J’étais invité par En Marche! le 26 février à Epernay dans le département de la Marne, au coeur de l’économie du vignoble champenois, pour expliquer et débattre du drame qu’est Brexit, avec le député Eric Girardin et Bertrand Trepo, producteur de champagne. Le froid glacial ne nous a pas arrêté.
J’ai enfin pu découvrir Reims, par lequel je suis passé pour me rendre à Epernay.
Je ne savais pas que la réconciliation entre la France et l’Allemagne avait été scellée au cours d’une messe solennelle dans la Cathédrale des Rois de France, par Adenauer et De Gaulle, à Reims le 8 juillet 1962. Bombardée par l’artillerie allemande en 14, elle avait été construite en 1211. Ce monument a vu les Anglais à ses portes, Jeanne d’Arc y conduit d’ailleurs Charles VII pour le sacrer Roi de France. Napoléon y chassa les troupes du tsar en 1814. La ville fut rasée à 60% pendant la Grande Guerre, vidée totalement de sa population en 1918. Vers la fin de la Seconde Guerre Mondiale, Eisenhower fit de Reims le QG des Alliés.

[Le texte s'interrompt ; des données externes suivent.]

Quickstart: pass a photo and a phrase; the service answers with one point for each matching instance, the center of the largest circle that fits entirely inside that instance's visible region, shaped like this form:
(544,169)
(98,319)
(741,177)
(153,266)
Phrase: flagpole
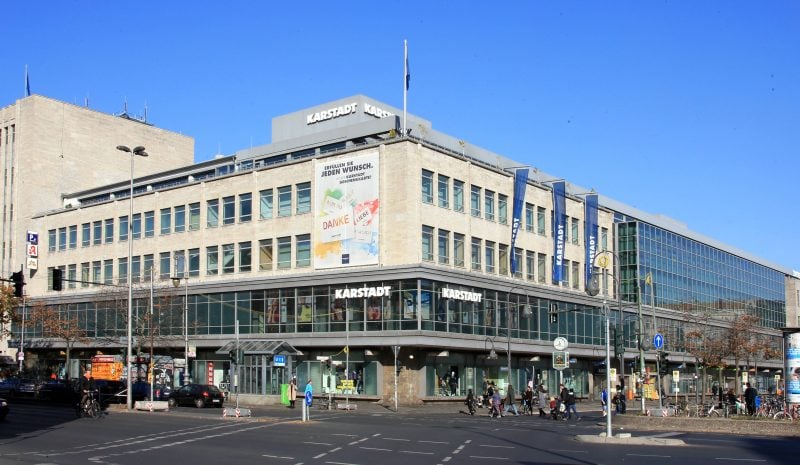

Mais rares sont les habitant(e)s qui peuvent encore se souvenir de la guerre. Que les gens prennent la paix pour une évidence, cela ne me surprend pas après 73 ans de reconstruction, d’épanouissement et de crises d’une toute autre échelle. L’Europe d’aujourd’hui n’a rien à voir avec celle de 1945, grâce au miracle de la construction européenne.
Pourtant, de crispations en blocages, les européens sont arrivés à un niveau de désunion inquiétant pour notre avenir. La déconstruction européenne pointe à l’horizon. Cette menace s’est concrétisée outre-Manche : le Brexit, le triomphe du nationalisme europhobe et autodestructeur, n’est pas une crise parmi d’autres dans la construction européenne mais bien le début, partiel certes, de sa déconstruction. Les premières conséquences se font ressentir, par exemple, dans la baisse marquée des exportations vers le Royaume Uni pour le vignoble champenois. Un détail pour certains, une perte réelle pour ces producteurs locaux.
Au regard de l’histoire de la région, ce n’est pas que le vignoble champenois qui devrait s’inquiéter. Tout le monde est concerné par l’affaiblissement du projet européen. La mendiante qui attendait dans un froid glacial devant la cathédrale a fui la Tchétchénie il y a quinze ans. Elle m’a parlé des horreurs de la guerre qu’elle a connue. Aujourd’hui, des centaines de milliers d’Ukrainiens se réfugient en Pologne, un million de Syriens en Allemagne. La guerre n’est pas si loin qu’on le croit, notre défense européenne n’a jamais été aussi menacée. Une étudiante camerounaise résidant à Reims a eu la gentillesse de me présenter la ville ce matin : elle aussi est concernée par Brexit, pour quantité de raisons dont nous avons parlé.
Brexit n’est pas un accident de parcours, c’est un accident grave de la construction européenne.